I close my eyes and look directly at the sun and feel the warmth. I know it is God, like a form of communication that he uses. Why didn't I know this before? It's so obvious, so obviously HIM. I am blissed-out on the world itself. I understand the internal workings of the universe and my role within it, the innerconnectedness of all things.


    It was this determination to hold on to his psychotic experience that made Joshua different. He was one of what might be called the New Psychotics, people who, even after returning to sanity, continue to believe that their mental illness somehow pushed them into a state of spiritual awareness. Granted, people have done something similar in the past. Anthropologists have studied the ritualization of this state of consciousness in primitive societies: how, at around the time of adolescence, tribal youths undergo a ceremonial form of madness, sometimes involving the use of psychoactive drugs to bring on the altered state. The rite-of-passage ceremony signals the death of childhood and the birth of a new adult member of the community; it is, by some thinking, an institutionalized way to manage what comes about haphazardly in cases such as Joshua's. And while it is impossible to be certain, especially since psychosis is such a modern notion, various people throughout history may have seen themselves as having gone through both a psychotic and a mystical experience. On such a list might be found Saint Paul, Saint Teresa of Avila, Martin Luther, Saint Francis of Assisi, the playwright August Strindberg, George Fox, the founder of Quakerism, the dramatist Antonin Artaud, and the writers Allen Ginsberg and Dostoevsky.

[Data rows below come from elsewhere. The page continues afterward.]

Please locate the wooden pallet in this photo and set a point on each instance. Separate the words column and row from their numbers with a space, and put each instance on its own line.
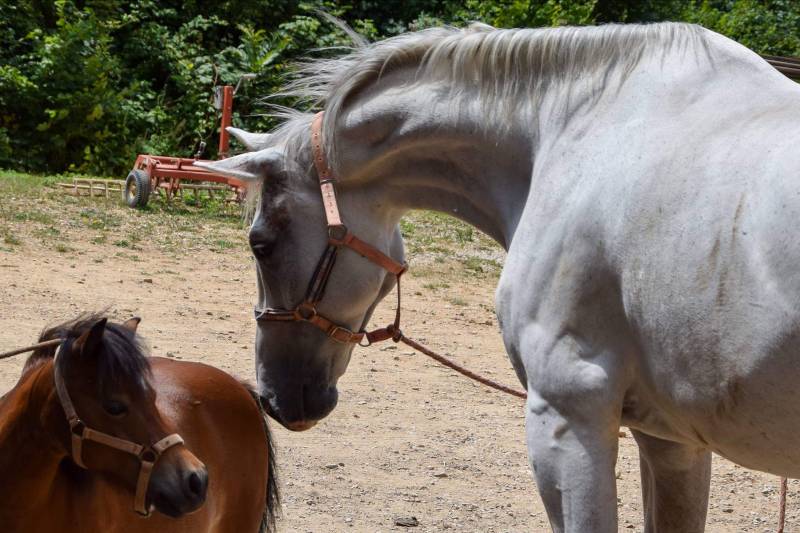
column 88, row 187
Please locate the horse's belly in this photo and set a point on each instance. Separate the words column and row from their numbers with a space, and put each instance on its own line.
column 750, row 415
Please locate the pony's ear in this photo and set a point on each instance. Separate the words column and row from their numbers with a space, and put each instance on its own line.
column 251, row 141
column 248, row 166
column 131, row 324
column 90, row 342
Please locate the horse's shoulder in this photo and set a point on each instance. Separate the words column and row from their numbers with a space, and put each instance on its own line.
column 198, row 382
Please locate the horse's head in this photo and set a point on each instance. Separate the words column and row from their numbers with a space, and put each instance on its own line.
column 298, row 365
column 106, row 378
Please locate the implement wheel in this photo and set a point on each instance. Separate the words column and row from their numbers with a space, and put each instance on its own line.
column 137, row 189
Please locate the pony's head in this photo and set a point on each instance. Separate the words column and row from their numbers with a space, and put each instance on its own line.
column 107, row 379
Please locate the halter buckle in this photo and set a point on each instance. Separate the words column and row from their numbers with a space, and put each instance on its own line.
column 337, row 234
column 305, row 312
column 77, row 427
column 148, row 455
column 336, row 329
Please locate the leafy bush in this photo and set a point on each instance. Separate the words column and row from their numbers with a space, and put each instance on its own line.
column 85, row 85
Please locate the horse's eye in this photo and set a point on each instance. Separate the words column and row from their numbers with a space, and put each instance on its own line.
column 262, row 250
column 115, row 408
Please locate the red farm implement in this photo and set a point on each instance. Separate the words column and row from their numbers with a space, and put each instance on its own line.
column 168, row 175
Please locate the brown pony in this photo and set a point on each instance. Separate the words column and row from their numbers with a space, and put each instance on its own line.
column 89, row 470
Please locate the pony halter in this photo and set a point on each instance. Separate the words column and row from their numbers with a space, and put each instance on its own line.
column 80, row 432
column 338, row 236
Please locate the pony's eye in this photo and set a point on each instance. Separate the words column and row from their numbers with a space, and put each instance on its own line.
column 115, row 408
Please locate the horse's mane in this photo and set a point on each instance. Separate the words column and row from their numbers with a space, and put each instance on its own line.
column 123, row 360
column 509, row 68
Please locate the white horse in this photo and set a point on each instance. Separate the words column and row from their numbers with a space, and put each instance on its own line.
column 645, row 181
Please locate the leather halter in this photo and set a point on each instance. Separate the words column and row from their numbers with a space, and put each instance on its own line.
column 338, row 236
column 80, row 432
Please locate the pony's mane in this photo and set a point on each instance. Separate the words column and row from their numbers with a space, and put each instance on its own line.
column 123, row 359
column 509, row 68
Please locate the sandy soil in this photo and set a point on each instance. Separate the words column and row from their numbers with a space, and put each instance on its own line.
column 409, row 437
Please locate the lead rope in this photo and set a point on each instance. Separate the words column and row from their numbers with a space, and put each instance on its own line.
column 782, row 507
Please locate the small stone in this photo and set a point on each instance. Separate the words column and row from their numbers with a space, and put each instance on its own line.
column 406, row 521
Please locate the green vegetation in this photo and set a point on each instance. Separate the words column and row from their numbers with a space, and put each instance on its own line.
column 87, row 84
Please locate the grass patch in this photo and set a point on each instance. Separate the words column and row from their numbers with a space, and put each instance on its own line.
column 223, row 244
column 10, row 238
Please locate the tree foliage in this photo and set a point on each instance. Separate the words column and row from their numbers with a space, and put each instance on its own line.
column 85, row 85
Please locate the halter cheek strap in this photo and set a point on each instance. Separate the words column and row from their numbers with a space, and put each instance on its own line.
column 79, row 432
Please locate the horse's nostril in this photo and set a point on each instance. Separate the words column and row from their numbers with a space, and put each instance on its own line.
column 197, row 483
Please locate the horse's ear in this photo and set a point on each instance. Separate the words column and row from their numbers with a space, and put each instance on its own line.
column 251, row 141
column 90, row 342
column 131, row 324
column 248, row 166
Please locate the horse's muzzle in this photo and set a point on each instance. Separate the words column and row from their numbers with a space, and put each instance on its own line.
column 300, row 408
column 182, row 494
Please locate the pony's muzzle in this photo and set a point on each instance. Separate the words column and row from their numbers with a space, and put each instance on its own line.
column 180, row 489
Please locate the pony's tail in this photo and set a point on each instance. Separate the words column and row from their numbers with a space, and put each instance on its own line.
column 273, row 502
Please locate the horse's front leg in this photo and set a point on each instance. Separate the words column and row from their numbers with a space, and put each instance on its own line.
column 675, row 482
column 572, row 423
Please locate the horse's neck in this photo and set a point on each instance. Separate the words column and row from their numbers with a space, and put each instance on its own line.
column 29, row 453
column 408, row 147
column 443, row 163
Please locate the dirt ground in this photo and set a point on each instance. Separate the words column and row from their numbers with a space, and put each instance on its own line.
column 409, row 438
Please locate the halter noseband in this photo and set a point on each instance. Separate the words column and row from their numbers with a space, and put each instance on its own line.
column 80, row 432
column 338, row 236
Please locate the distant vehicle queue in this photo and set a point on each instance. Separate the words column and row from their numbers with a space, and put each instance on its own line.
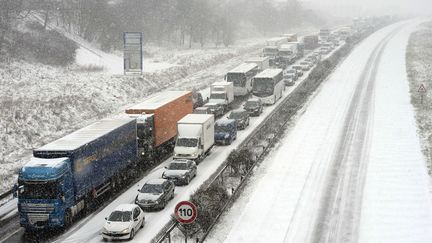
column 66, row 177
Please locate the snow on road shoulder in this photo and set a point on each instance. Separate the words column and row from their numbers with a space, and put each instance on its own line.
column 282, row 202
column 396, row 205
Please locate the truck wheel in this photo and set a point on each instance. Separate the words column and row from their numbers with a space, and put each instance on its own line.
column 132, row 235
column 67, row 218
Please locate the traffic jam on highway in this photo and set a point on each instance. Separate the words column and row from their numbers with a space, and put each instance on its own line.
column 178, row 138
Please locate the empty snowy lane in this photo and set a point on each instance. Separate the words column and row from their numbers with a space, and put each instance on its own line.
column 351, row 169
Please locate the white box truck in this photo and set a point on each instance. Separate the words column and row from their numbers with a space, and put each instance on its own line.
column 262, row 62
column 222, row 93
column 195, row 137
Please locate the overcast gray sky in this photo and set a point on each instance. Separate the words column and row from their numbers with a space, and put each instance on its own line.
column 423, row 7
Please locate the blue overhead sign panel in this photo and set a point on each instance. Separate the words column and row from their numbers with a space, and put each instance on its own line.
column 133, row 61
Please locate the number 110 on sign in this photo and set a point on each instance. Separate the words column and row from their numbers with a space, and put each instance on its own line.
column 185, row 212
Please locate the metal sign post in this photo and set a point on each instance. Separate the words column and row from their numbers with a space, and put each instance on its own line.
column 133, row 60
column 185, row 213
column 422, row 91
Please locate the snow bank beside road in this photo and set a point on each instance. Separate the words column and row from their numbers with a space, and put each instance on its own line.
column 396, row 204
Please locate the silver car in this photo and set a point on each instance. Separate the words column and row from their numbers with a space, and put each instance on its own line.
column 155, row 194
column 180, row 171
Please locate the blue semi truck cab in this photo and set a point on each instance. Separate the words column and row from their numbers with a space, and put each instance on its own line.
column 68, row 175
column 45, row 189
column 225, row 131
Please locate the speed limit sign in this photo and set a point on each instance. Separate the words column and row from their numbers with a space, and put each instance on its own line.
column 185, row 212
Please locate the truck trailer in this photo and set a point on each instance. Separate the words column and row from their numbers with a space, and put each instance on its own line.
column 222, row 93
column 157, row 119
column 262, row 62
column 195, row 137
column 68, row 175
column 310, row 42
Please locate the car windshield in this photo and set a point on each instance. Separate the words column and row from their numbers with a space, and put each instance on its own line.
column 270, row 51
column 239, row 79
column 221, row 128
column 39, row 190
column 177, row 166
column 236, row 115
column 152, row 188
column 187, row 142
column 263, row 87
column 218, row 96
column 251, row 104
column 120, row 216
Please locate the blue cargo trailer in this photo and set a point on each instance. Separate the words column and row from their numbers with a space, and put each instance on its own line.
column 66, row 176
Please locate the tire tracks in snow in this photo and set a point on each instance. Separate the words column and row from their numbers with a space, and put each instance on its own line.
column 342, row 196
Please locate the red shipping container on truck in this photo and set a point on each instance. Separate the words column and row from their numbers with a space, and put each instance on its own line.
column 168, row 107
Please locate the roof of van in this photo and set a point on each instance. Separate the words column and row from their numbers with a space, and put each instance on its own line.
column 159, row 100
column 269, row 73
column 257, row 59
column 196, row 118
column 244, row 67
column 85, row 135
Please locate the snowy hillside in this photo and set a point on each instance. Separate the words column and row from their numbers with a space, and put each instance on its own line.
column 40, row 103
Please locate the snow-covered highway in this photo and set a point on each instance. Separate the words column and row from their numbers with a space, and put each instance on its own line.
column 351, row 169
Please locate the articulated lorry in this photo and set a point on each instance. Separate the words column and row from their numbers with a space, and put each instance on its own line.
column 241, row 77
column 310, row 42
column 288, row 54
column 262, row 62
column 195, row 137
column 222, row 93
column 157, row 119
column 67, row 176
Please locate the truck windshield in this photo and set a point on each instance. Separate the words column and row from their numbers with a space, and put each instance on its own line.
column 187, row 142
column 236, row 115
column 120, row 216
column 39, row 190
column 144, row 128
column 222, row 128
column 218, row 96
column 177, row 166
column 263, row 87
column 285, row 53
column 152, row 188
column 238, row 79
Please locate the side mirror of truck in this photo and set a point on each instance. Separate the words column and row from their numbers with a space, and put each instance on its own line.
column 15, row 190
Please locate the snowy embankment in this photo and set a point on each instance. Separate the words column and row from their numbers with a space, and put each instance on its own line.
column 419, row 60
column 40, row 103
column 351, row 168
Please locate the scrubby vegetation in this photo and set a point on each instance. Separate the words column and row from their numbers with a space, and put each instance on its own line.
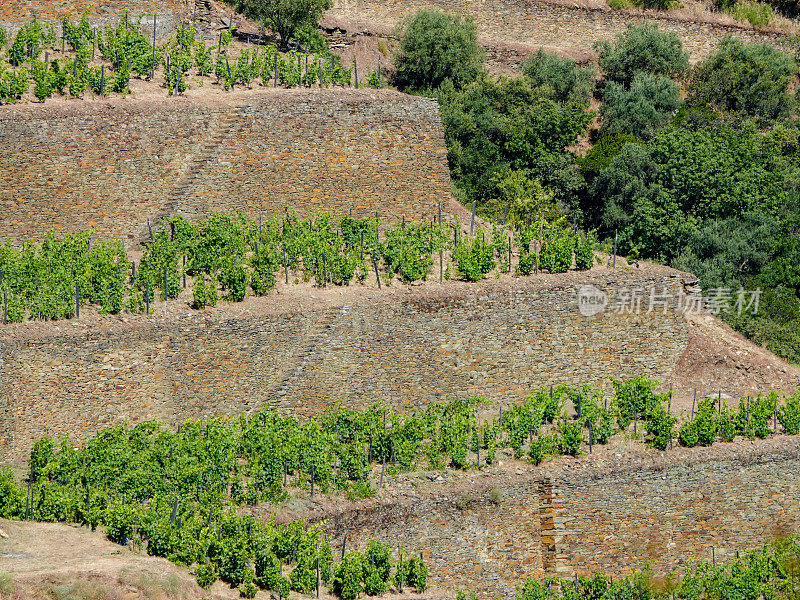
column 102, row 62
column 183, row 493
column 704, row 180
column 231, row 256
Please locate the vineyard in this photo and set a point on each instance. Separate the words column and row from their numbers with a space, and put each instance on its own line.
column 230, row 256
column 85, row 60
column 183, row 493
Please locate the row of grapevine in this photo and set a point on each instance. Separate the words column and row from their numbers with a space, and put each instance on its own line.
column 230, row 256
column 177, row 491
column 103, row 61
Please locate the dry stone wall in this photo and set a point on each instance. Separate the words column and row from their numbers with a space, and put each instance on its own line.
column 100, row 165
column 111, row 165
column 15, row 13
column 359, row 151
column 406, row 351
column 490, row 538
column 535, row 23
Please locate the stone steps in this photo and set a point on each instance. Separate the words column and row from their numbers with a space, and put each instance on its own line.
column 229, row 125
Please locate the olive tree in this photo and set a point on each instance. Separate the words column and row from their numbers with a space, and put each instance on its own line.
column 284, row 16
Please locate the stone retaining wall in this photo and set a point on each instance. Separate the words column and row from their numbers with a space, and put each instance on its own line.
column 406, row 351
column 111, row 165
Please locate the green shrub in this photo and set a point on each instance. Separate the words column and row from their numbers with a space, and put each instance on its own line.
column 570, row 438
column 603, row 152
column 119, row 521
column 234, row 279
column 659, row 429
column 373, row 584
column 706, row 421
column 758, row 14
column 527, row 263
column 537, row 450
column 751, row 78
column 411, row 572
column 232, row 561
column 282, row 587
column 636, row 398
column 247, row 589
column 12, row 497
column 262, row 280
column 762, row 410
column 474, row 258
column 569, row 82
column 789, row 414
column 726, row 424
column 204, row 293
column 556, row 254
column 41, row 455
column 303, row 577
column 640, row 108
column 13, row 84
column 267, row 567
column 205, row 574
column 436, row 47
column 348, row 576
column 379, row 558
column 688, row 435
column 584, row 251
column 642, row 48
column 603, row 427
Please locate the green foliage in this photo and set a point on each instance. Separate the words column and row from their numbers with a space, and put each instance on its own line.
column 119, row 520
column 434, row 48
column 641, row 48
column 206, row 574
column 474, row 257
column 570, row 438
column 659, row 429
column 525, row 199
column 758, row 14
column 584, row 251
column 411, row 572
column 706, row 422
column 558, row 243
column 285, row 17
column 641, row 108
column 28, row 44
column 349, row 576
column 496, row 127
column 12, row 498
column 751, row 78
column 603, row 152
column 13, row 84
column 660, row 196
column 80, row 35
column 635, row 398
column 688, row 435
column 569, row 82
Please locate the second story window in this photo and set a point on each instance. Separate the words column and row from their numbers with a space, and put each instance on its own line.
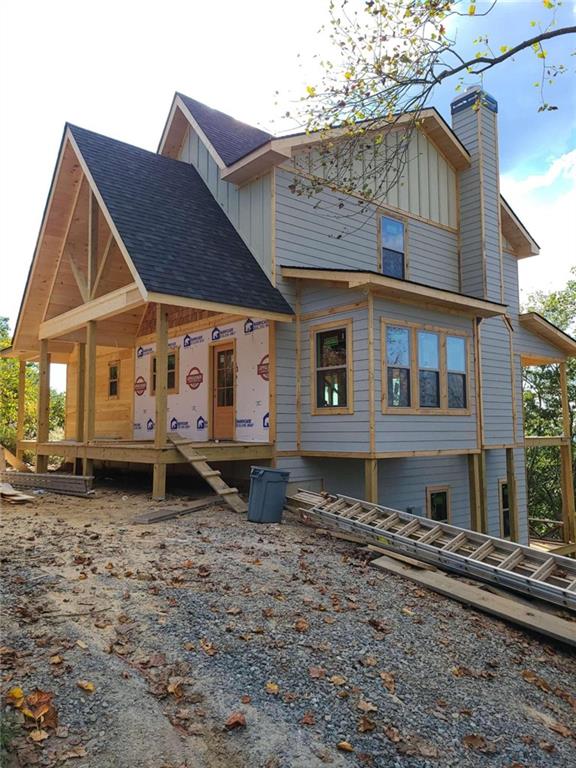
column 392, row 243
column 332, row 368
column 429, row 369
column 398, row 366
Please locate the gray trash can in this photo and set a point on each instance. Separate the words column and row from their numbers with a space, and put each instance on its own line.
column 267, row 494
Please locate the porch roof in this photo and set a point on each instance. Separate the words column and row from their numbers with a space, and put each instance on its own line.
column 180, row 241
column 400, row 290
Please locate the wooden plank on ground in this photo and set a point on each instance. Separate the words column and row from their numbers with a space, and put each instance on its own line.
column 168, row 513
column 505, row 608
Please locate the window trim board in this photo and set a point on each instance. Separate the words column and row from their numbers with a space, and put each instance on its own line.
column 348, row 409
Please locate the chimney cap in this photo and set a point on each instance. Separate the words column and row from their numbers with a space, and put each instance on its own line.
column 474, row 95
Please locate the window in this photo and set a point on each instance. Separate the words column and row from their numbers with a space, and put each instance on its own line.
column 331, row 366
column 456, row 371
column 424, row 369
column 172, row 378
column 504, row 510
column 438, row 503
column 429, row 369
column 113, row 379
column 398, row 366
column 392, row 241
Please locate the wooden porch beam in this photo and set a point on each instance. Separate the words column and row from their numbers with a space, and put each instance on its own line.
column 43, row 432
column 21, row 408
column 113, row 303
column 161, row 393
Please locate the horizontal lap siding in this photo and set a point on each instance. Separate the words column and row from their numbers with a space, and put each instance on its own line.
column 496, row 382
column 344, row 432
column 249, row 207
column 421, row 432
column 402, row 483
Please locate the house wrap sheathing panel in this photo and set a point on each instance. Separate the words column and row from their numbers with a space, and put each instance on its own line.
column 189, row 407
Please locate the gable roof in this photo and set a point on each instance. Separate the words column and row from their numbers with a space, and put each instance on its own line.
column 231, row 138
column 180, row 241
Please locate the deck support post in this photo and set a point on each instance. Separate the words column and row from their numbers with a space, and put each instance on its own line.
column 566, row 475
column 89, row 426
column 43, row 432
column 21, row 408
column 160, row 431
column 512, row 494
column 371, row 480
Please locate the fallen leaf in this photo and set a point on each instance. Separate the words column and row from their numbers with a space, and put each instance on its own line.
column 316, row 672
column 301, row 625
column 236, row 720
column 365, row 725
column 38, row 735
column 389, row 681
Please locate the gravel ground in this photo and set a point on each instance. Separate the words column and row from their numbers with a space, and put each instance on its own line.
column 182, row 625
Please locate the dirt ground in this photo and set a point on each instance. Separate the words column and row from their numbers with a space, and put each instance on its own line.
column 210, row 642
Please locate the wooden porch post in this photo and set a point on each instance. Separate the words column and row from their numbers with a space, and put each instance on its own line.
column 159, row 477
column 21, row 408
column 43, row 432
column 566, row 477
column 89, row 426
column 371, row 480
column 80, row 392
column 512, row 493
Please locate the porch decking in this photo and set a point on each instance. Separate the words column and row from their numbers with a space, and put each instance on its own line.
column 144, row 452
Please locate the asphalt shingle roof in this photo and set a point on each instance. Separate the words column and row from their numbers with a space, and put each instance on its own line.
column 180, row 240
column 229, row 137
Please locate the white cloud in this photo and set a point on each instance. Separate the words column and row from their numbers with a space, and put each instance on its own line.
column 546, row 204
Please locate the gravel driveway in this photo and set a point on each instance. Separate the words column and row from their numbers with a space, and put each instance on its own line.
column 213, row 642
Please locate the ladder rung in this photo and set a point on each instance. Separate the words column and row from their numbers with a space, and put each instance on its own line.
column 388, row 522
column 545, row 570
column 511, row 561
column 430, row 535
column 454, row 543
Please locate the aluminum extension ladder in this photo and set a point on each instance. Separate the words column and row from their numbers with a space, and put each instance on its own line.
column 497, row 561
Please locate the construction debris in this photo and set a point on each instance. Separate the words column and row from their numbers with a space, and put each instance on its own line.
column 12, row 496
column 55, row 482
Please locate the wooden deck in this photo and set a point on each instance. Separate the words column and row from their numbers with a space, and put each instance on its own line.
column 144, row 452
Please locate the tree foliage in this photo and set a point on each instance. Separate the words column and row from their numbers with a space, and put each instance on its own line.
column 9, row 397
column 543, row 407
column 387, row 57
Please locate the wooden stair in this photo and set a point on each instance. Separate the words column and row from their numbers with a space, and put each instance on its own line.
column 212, row 476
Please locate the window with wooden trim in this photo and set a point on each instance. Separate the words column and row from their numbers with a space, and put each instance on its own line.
column 392, row 245
column 504, row 509
column 438, row 503
column 172, row 376
column 113, row 379
column 331, row 353
column 398, row 366
column 429, row 369
column 425, row 369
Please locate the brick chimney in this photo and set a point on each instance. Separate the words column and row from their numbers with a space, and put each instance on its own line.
column 474, row 120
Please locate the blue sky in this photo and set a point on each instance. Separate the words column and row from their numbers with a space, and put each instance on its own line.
column 114, row 68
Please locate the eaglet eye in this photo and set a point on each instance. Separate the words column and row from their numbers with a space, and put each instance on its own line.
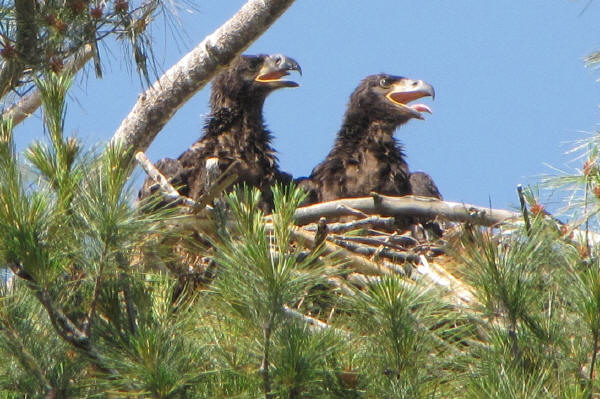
column 254, row 64
column 385, row 83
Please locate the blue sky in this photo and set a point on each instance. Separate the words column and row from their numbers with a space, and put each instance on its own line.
column 512, row 91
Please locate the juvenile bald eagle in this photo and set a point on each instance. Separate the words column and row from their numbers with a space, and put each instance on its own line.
column 235, row 129
column 366, row 157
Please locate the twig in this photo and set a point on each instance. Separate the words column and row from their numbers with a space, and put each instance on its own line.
column 405, row 206
column 168, row 190
column 524, row 208
column 383, row 252
column 371, row 241
column 359, row 263
column 347, row 210
column 369, row 221
column 443, row 279
column 307, row 319
column 321, row 233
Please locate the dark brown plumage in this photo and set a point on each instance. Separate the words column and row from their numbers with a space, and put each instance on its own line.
column 235, row 129
column 366, row 157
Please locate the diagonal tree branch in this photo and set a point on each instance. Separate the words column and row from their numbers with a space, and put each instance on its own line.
column 159, row 103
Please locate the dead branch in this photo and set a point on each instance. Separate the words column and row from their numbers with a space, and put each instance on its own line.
column 160, row 102
column 370, row 221
column 405, row 206
column 358, row 262
column 167, row 189
column 395, row 256
column 63, row 325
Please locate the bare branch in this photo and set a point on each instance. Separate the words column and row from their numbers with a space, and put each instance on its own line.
column 168, row 190
column 160, row 102
column 405, row 206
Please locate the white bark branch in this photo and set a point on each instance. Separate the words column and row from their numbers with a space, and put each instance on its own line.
column 405, row 206
column 160, row 102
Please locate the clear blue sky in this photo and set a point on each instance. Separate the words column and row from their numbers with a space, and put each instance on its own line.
column 511, row 87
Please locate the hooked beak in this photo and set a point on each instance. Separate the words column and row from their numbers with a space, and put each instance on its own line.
column 406, row 90
column 275, row 67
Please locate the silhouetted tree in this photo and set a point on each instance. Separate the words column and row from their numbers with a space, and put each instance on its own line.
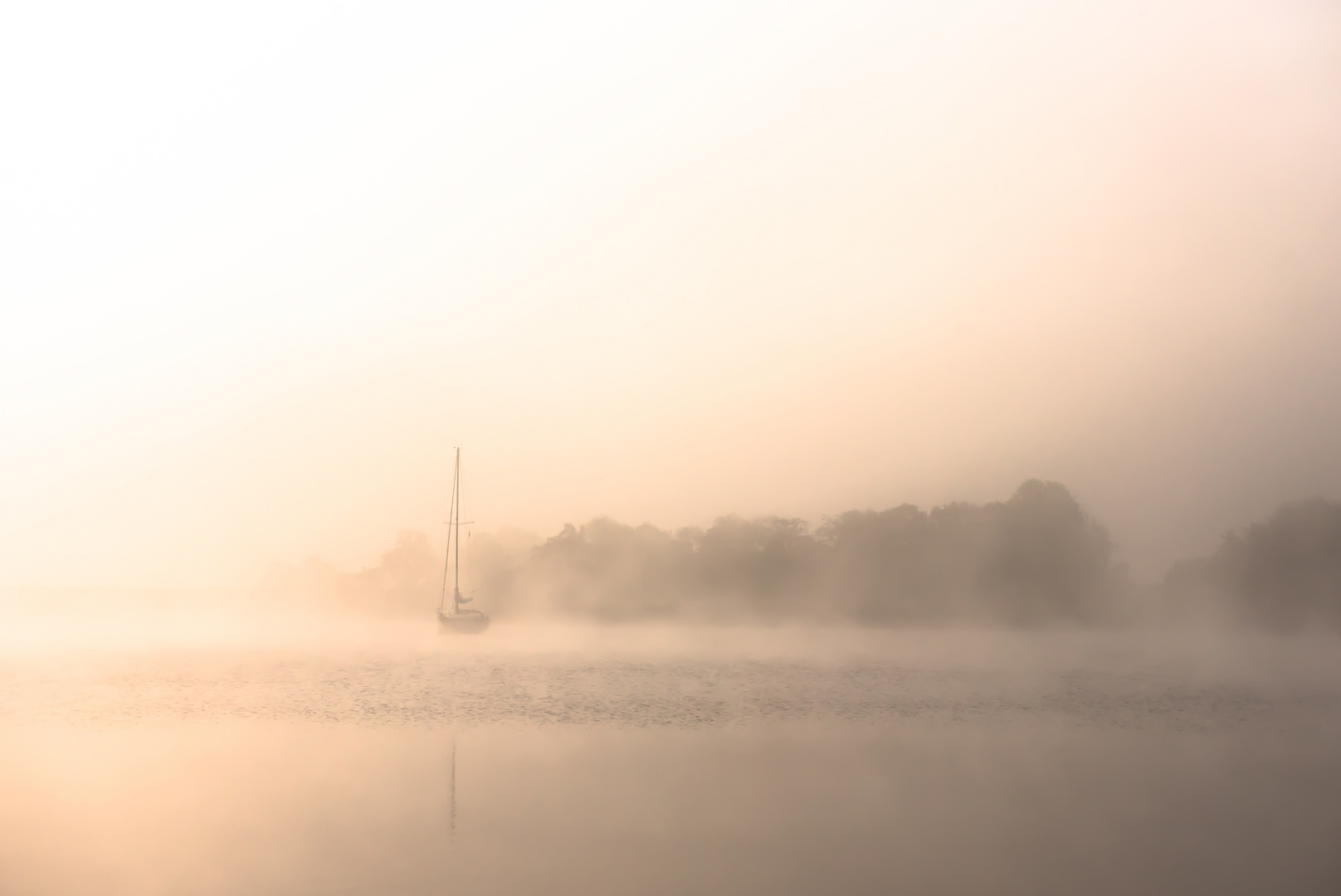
column 1281, row 573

    Unlike these famous sufferers, however, Joshua came to his determination at a crucial time in the history of the psychotherapeutic professions. On January 4, 1993, in a meeting of almost surreal historical proportions, Dr. Joseph English, president of the American Psychiatric Association, entered the Vatican Palace and commenced a dialogue about sin, guilt, God, and medicine with Pope John Paul II. These representatives of two world-historic priesthoods did not merely exchange platitudes, but seemed actually to see eye to eye on some fundamental points. Dr. English, the representative of a field that has traditionally treated religion as a form of illness, told the pope, "Some of us feel, in the spirit of this season, that we have followed a star to be with you on this day, that we are here in the spirit of Epiphany." Perhaps more remarkably, after the pope had expressed his belief that a full understanding of an individual must take into account the "spiritual dimension and capacity for self-transcendence," the psychiatrist agreed.

    The meeting between the psychiatrist and the pope was reported in news media around the world as a milestone. In fact, it was a metaphoric climax to a quiet but remarkable change of outlook that had been building over the previous decade or so. Everyone knows that psychology speaks a language that is profoundly different from religious language, that the two spring from different eras of human history and involve different understandings not just of human beings but of even vaster enterprises: life, the universe. And many people know of various recent efforts by psychologists to link their field with some religious tradition or technique, such as meditation.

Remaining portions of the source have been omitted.